Nous avons tous une expérience de ce que sont lire des mails, participer à une liste de diffusion, construire un blog etc. Mais en connaissons nous le sens ?

Si nous ne savons pas le définir clairement tout en en ayant un usage pertinent, c’est que nous ne sommes ni tout à fait ignorants et aliénés à un dispositif technique donné, ni complètement savants et libres face à lui.



L’approche technique du numérique

On peut donner une définition technique du numérique. C’est un ensemble de langages informatiques permettant à des machines de communiquer en réseau. Un réseau numérique, et notamment l’Internet, ce sont des machines interconnectées par des câbles, des satellites, de l’énergie, des protocoles informatiques, en vue de diffuser de l’information.

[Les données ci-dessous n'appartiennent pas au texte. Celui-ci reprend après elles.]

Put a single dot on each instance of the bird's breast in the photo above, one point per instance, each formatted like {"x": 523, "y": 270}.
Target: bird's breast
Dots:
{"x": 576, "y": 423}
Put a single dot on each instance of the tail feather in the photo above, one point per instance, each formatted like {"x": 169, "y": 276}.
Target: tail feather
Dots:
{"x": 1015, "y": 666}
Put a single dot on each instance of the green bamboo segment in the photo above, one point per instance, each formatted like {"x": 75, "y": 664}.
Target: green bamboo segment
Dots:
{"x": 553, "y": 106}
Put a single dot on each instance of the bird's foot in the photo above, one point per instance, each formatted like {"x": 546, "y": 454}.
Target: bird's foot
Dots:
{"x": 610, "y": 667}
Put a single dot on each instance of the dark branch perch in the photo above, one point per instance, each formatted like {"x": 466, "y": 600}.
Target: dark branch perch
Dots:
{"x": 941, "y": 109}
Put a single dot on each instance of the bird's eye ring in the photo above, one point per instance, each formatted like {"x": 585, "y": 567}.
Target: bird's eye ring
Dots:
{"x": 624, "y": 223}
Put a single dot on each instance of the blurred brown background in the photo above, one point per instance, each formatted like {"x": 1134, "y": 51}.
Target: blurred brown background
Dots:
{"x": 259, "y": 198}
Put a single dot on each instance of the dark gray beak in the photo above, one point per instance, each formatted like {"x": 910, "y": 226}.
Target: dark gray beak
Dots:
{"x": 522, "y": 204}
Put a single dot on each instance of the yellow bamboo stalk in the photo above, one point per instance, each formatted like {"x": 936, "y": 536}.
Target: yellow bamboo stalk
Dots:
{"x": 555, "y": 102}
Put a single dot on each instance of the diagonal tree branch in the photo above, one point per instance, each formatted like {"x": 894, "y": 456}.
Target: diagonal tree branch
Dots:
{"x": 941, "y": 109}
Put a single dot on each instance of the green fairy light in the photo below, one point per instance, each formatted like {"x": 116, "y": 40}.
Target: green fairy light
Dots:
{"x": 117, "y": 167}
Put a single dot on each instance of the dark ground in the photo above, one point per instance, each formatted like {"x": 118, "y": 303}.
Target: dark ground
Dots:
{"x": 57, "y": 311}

Il y a ainsi le hardware, c’est-à-dire les machines elles-mêmes dont les composants hypercomplexes renvoient à l’hypercomplexité du réseau industriel qui permet de les fabriquer (penser aux dispositifs techniques nécessaires à la fabrication d’une puce électronique et de ses circuits nanométriques). Et il y a le software, c’est-à-dire des logiciels qui combinent un grand nombre de langages informatiques pour produire les usages naturels qui sont les nôtres. Hard et soft sont inséparables : ce sont comme les deux faces d’une pièce qui comporte cependant une troisième dimension (son épaisseur ?) : le humanware — le tissu humain qui rend l’ensemble du dispositif utilisable et dynamique..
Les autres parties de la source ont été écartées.